But of the nearly 1,000 cases that were tracked back to the Provincetown parties by the end of July, there were only seven hospitalizations and no deaths. “The Provincetown numbers tell me that the vaccines are working,” Yun concluded.
All of this is to say: The data we have suggests the vaccines can turn even Delta into a flu-level nuisance, or better, in terms of the risks of hospitalization and death. There is some worry that Delta is modestly worse for children than the original strain, but the absolute risk for young kids is still quite low, and the best firewall for them is vaccinated adults. The big unknown here is the possibility for long Covid or other lingering consequences. But it’s worth noting that this is true with the flu, too. A number of chronic diseases seem to trace back to the body’s reaction to viral infections.
“Do I wish anybody long Covid? No,” Gounder told me. “Do I want to get long Covid? No. However, we run the risk in our everyday lives of getting one of these viral infections that for most people are very mild, but that can very rarely set off something like chronic fatigue syndrome or an autoimmune disease, but that’s a risk we tolerate.”
All of this made me feel a bit better. And then I talked to Bob Wachter.
Wachter is the chair of the department of medicine at the University of California at San Francisco. His main point was simply this: The numbers aren’t stable. He’s concerned that the immunity people got from past coronavirus infection is waning more quickly than we’d expected. And he thinks the same is true for vaccine-based immunity. “I think the best estimate now is the vaccines begin to lose some efficacy after six months and your immune response loses some mojo too,” he told me.
This is why Wachter supports the masking mandate in San Francisco. In his view, it’s not just the unvaccinated who benefit from masking. There may be some vaccinated people, particularly older people who got vaccines early, who will need a booster shot soon. “Two doses of the vaccines provided a healthy person a huge amount of immunologic cushion, but for a 75-year-old not so much,” Wachter told me. “Their immunity needs to wane only a modest amount before they cross the curve, before they are susceptible to a more serious infection.”
If that’s true, it suggests a future where even in highly vaccinated places, it will be a continuous fight between the immunity offered by vaccines, an always mutating virus and the speed of our booster campaigns. As Wachter dryly put it, “It’s nontrivial to go give boosters to 200 million people.” Even worse, much of the rest of the country, and even more of the rest of the world, isn’t vaccinated, which is giving the virus vast opportunities for evolution. Delta is by no means the final form the coronavirus could take.

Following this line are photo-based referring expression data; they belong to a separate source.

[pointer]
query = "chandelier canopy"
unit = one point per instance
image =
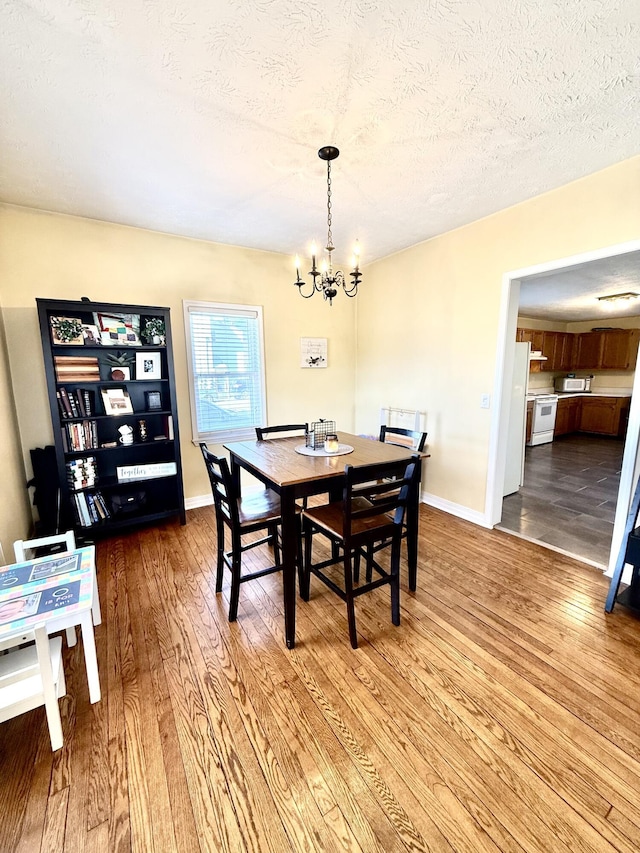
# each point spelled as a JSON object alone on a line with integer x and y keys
{"x": 325, "y": 280}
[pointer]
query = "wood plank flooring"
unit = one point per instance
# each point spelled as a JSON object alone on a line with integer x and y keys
{"x": 502, "y": 715}
{"x": 569, "y": 495}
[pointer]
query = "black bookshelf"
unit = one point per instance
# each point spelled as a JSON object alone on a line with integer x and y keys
{"x": 106, "y": 378}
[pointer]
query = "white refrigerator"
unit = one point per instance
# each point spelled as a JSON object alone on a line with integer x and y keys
{"x": 514, "y": 468}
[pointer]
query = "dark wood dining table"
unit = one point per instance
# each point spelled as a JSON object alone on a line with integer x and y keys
{"x": 277, "y": 464}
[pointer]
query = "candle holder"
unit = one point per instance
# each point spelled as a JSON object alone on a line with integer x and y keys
{"x": 331, "y": 443}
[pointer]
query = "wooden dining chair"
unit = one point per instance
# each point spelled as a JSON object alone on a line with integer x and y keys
{"x": 265, "y": 432}
{"x": 357, "y": 527}
{"x": 32, "y": 675}
{"x": 258, "y": 512}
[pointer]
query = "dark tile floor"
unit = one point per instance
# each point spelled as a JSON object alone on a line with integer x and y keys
{"x": 569, "y": 496}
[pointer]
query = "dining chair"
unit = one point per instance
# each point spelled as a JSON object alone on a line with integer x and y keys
{"x": 257, "y": 512}
{"x": 31, "y": 676}
{"x": 357, "y": 526}
{"x": 264, "y": 432}
{"x": 48, "y": 543}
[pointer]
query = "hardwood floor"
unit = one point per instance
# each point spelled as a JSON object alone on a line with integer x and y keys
{"x": 502, "y": 715}
{"x": 569, "y": 496}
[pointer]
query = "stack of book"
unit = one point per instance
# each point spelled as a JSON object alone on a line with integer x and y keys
{"x": 80, "y": 368}
{"x": 82, "y": 473}
{"x": 90, "y": 508}
{"x": 76, "y": 404}
{"x": 82, "y": 435}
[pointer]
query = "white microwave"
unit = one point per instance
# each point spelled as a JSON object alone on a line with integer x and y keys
{"x": 567, "y": 385}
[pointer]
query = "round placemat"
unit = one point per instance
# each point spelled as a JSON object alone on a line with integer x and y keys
{"x": 342, "y": 450}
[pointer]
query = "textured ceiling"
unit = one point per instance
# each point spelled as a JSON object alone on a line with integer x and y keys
{"x": 571, "y": 294}
{"x": 203, "y": 118}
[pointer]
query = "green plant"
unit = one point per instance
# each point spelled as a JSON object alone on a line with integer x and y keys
{"x": 154, "y": 326}
{"x": 120, "y": 359}
{"x": 66, "y": 328}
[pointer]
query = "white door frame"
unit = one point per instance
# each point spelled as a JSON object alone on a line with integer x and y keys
{"x": 509, "y": 302}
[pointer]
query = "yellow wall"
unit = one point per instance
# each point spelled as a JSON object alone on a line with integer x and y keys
{"x": 15, "y": 515}
{"x": 48, "y": 255}
{"x": 428, "y": 318}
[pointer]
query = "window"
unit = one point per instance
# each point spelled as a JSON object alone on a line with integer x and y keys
{"x": 226, "y": 370}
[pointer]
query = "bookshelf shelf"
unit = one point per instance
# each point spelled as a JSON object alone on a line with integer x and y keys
{"x": 85, "y": 400}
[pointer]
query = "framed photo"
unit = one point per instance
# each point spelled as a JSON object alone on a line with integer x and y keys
{"x": 148, "y": 365}
{"x": 153, "y": 400}
{"x": 118, "y": 329}
{"x": 91, "y": 335}
{"x": 116, "y": 401}
{"x": 313, "y": 352}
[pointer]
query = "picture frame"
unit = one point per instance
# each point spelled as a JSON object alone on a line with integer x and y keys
{"x": 116, "y": 401}
{"x": 153, "y": 400}
{"x": 148, "y": 365}
{"x": 118, "y": 330}
{"x": 313, "y": 352}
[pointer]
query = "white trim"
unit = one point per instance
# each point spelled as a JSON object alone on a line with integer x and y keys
{"x": 233, "y": 310}
{"x": 198, "y": 501}
{"x": 454, "y": 509}
{"x": 502, "y": 380}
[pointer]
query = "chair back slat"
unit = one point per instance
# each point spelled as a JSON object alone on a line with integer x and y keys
{"x": 222, "y": 487}
{"x": 403, "y": 437}
{"x": 263, "y": 432}
{"x": 364, "y": 481}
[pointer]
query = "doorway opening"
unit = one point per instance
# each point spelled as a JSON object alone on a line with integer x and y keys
{"x": 577, "y": 488}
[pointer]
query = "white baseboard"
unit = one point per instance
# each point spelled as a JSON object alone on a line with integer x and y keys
{"x": 199, "y": 500}
{"x": 456, "y": 509}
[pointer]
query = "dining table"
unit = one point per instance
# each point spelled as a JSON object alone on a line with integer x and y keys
{"x": 56, "y": 591}
{"x": 286, "y": 466}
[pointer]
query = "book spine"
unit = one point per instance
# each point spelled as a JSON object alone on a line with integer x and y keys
{"x": 65, "y": 402}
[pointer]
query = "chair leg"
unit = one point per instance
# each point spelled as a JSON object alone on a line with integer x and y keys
{"x": 395, "y": 581}
{"x": 220, "y": 564}
{"x": 351, "y": 612}
{"x": 305, "y": 582}
{"x": 236, "y": 558}
{"x": 273, "y": 533}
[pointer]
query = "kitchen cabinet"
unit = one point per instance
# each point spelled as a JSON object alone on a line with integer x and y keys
{"x": 567, "y": 415}
{"x": 604, "y": 415}
{"x": 620, "y": 349}
{"x": 588, "y": 351}
{"x": 608, "y": 349}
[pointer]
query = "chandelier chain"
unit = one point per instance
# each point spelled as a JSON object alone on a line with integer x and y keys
{"x": 329, "y": 217}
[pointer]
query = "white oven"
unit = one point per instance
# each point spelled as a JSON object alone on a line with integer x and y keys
{"x": 544, "y": 418}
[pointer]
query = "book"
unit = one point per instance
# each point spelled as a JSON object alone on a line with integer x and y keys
{"x": 129, "y": 473}
{"x": 70, "y": 368}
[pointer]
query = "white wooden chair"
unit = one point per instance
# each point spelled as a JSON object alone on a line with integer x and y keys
{"x": 32, "y": 676}
{"x": 20, "y": 548}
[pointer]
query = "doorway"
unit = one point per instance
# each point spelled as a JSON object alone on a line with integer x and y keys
{"x": 621, "y": 472}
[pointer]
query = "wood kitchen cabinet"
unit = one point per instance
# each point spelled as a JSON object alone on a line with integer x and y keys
{"x": 603, "y": 415}
{"x": 567, "y": 415}
{"x": 620, "y": 349}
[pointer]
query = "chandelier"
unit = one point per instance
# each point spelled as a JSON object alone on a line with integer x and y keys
{"x": 325, "y": 280}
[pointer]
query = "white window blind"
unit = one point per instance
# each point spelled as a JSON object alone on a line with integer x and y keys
{"x": 226, "y": 370}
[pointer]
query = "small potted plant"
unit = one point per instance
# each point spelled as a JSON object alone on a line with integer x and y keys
{"x": 154, "y": 331}
{"x": 67, "y": 329}
{"x": 120, "y": 365}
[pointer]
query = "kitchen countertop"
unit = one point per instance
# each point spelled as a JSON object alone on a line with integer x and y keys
{"x": 619, "y": 392}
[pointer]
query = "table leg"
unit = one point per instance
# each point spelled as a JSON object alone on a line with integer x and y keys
{"x": 90, "y": 658}
{"x": 235, "y": 475}
{"x": 289, "y": 555}
{"x": 413, "y": 508}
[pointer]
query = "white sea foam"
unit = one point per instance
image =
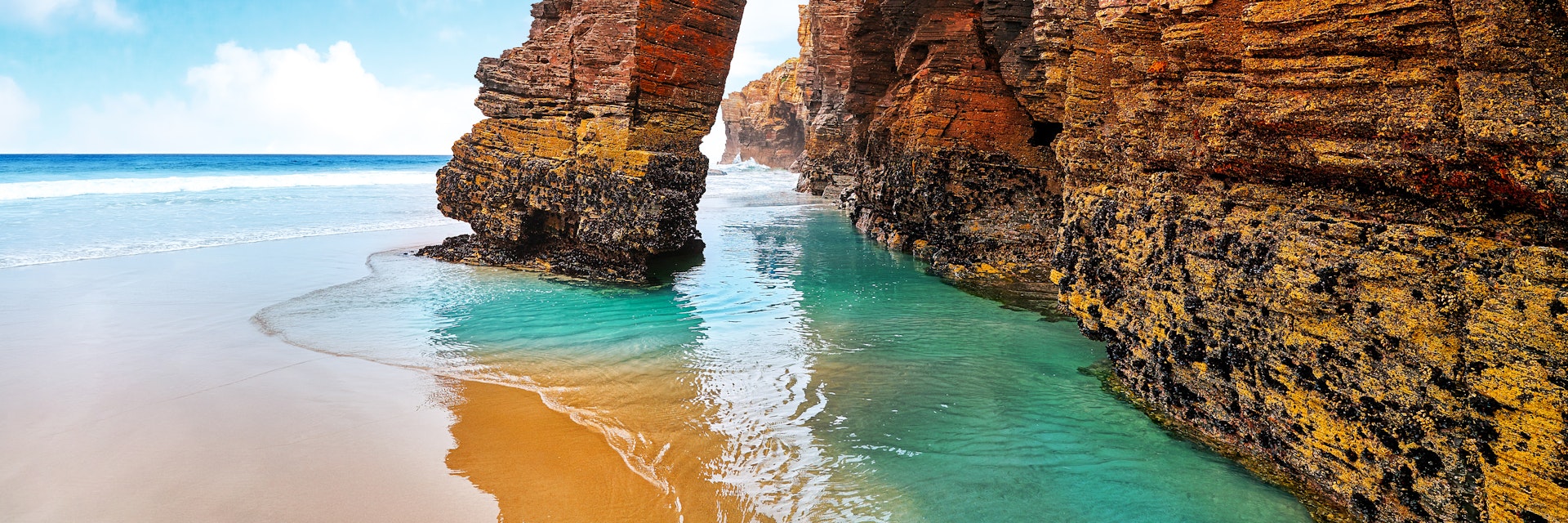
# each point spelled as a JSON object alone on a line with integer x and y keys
{"x": 143, "y": 186}
{"x": 177, "y": 244}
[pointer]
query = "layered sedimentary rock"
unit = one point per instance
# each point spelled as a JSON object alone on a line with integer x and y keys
{"x": 1324, "y": 235}
{"x": 763, "y": 121}
{"x": 587, "y": 162}
{"x": 920, "y": 126}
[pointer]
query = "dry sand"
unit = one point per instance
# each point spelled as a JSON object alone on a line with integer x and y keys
{"x": 137, "y": 390}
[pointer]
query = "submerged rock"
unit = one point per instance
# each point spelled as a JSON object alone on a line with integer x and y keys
{"x": 588, "y": 159}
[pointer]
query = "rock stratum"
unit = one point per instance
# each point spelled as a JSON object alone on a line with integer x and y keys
{"x": 1327, "y": 238}
{"x": 763, "y": 121}
{"x": 587, "y": 162}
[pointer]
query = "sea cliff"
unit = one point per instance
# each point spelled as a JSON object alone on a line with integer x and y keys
{"x": 1327, "y": 238}
{"x": 587, "y": 162}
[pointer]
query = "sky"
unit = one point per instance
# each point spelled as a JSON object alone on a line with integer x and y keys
{"x": 274, "y": 76}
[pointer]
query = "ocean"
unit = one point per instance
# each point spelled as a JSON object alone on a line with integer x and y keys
{"x": 69, "y": 208}
{"x": 791, "y": 373}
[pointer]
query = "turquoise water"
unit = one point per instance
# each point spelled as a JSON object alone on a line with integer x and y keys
{"x": 802, "y": 373}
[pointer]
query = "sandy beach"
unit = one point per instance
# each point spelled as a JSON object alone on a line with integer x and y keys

The more optimistic outlook came from Jha. He thinks that in highly vaccinated places, we’re going to see Delta slam into a wall of vaccination, and hospitalizations and deaths won’t follow cases the way they have in the past. “Even in highly vaccinated states, unvaccinated people cluster,” he told me. “So you will see the initial rise, but once that cluster starts bumping into immunity, it won’t be able to sustain itself. We’ll find that out in the next couple of weeks in places like San Francisco and Boston.” If that happens, it’ll also be a powerful argument for vaccination in the parts of the country that have lagged and that will watch the virus tear through their communities even as more vaccinated areas are largely spared.